It’s true that in the physical sciences you do occasionally find cases in which a null hypothesis really could be true — the electron and the positron really could have

*exactly*the same mass, for example — but in most real-world cases, and literally every case I have actually encountered, they null hypothesis is known at the outset to be false so a test of hypothetical equality of two quantities is merely a test of statistical power (often without being recognized as such by the people performing the test).

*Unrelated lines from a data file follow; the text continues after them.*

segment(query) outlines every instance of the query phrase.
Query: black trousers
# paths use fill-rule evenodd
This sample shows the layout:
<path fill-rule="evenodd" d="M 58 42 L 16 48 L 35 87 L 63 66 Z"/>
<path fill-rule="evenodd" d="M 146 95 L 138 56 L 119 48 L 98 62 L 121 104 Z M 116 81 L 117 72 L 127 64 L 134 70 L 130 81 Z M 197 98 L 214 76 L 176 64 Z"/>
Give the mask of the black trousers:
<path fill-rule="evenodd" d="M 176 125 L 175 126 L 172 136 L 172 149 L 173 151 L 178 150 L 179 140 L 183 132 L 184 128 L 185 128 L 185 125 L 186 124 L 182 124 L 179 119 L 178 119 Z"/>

These textbooks (and courses) should eliminate the chapter on hypothesis testing, replacing it with a one-page description of what hypothesis testing is and why it’s less useful than it seems. I’ll admit that hypothesis tests have their place and that it is a pity if students only get a one-page discussion of them, but something has to give.

Once the hypothesis test chapter is gone, it can be replaced by something useful. One thing that is needed (but usually missing) is a chapter on exploratory data analysis, especially including graphics. Graphics are important. In many of the research areas I have listed above (and others not listed), my introduction to the project occurs when a grad student, or sometimes a senior researcher, comes to me with questions about data they have been looking at for weeks. The first thing I ask for is appropriate plots: histograms of x, y, and z; plots of y vs x; etc…. the details depend on the problem but I always want to start by looking at the data. Amazingly often, the student has either never plotted the raw data or, at best, has used default plotting procedures (often from Microsoft Excel) to make just a few plots that are inadequate and fail to reveal important features. Often they have simply calculated some summary statistics and not plotted anything at all. (I keep a folder of plots of “Anscombe’s Quartet”, and I give one to anyone who comes to my office with calculations of summary statistics but without plots).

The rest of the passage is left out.